We see in Luke 2:22-24 that Jesus’ family still followed these rules, and as a poor family offered only a pair of turtledoves at birth. This part of His life story tells us much about who He was and what He came to give us as a living sacrifice. F.B. Meyer, the 19th century English minister said this about this passage and Jesus’ (and Mary and Joseph’s) obedience to the Law:
“What a glimpse into our Master’s humiliation! He owned the cattle on a thousand hills, yet He so emptied Himself that His parents were compelled to bring the poorest offering the law allowed. He stooped that we might rise; emptied Himself that we might be full; became poor that we might be made rich; was made human that we might be made Divine.”

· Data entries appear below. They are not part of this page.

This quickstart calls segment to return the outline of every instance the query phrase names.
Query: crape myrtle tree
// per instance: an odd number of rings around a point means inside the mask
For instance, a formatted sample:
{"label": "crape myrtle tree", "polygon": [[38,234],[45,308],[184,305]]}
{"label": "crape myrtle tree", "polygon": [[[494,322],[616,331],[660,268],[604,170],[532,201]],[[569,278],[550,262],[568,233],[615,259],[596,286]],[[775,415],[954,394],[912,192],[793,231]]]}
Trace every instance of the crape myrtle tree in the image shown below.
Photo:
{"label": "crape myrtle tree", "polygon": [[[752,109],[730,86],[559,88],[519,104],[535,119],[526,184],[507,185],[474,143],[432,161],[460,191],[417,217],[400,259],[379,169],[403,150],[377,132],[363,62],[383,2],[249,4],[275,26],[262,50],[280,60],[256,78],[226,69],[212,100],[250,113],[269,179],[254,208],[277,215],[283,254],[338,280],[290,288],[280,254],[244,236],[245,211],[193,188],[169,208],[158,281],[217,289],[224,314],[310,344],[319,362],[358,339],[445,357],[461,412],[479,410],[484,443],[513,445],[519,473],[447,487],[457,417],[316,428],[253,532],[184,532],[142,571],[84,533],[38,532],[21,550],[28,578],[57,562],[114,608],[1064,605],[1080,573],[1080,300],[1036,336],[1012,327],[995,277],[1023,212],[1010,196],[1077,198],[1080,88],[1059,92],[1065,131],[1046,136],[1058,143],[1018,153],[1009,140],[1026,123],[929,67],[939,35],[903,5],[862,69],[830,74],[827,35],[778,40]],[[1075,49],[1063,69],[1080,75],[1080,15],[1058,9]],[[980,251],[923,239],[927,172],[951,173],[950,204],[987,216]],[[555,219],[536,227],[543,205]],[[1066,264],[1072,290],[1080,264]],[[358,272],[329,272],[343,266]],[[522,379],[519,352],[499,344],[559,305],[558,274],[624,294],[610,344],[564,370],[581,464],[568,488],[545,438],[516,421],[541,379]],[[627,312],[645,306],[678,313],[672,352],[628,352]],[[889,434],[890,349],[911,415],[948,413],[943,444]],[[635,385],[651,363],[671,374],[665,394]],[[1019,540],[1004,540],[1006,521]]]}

Jesus became our mediator, and took away the rules surrounding our having to “do something” to earn atonement for our sins. We are simply saved by grace, and what a wonderful testimony we have thanks to Jesus.
- How can we give over areas of our uncleanliness, where we can “let go and let God”?
- What is your testimony when it comes to telling how Jesus atoned for your sin, and gave you abounding grace?
- What ritual do you have that is keeping you from God?
Make this your prayer today in response to the lessons from Leviticus:
Heavenly Father, how I praise and thank You for the cleansing blood of Jesus Christ. Thank You that He was the sacrifice for my sin and that You act on my account as my heavenly High as the full and final payment for all my sin and the sin of the world. Thank You for what the book of Leviticus helps me to understand what Christ has done for me. It is so wonderful to know that by grace through faith in Him, my sin has been forgiven, once and for all. The power of sin in my life was defeated at the Cross, and the presence of my sinful nature will be finally gone forever when I see Him face to face. Thank You, in Jesus’ name, Amen.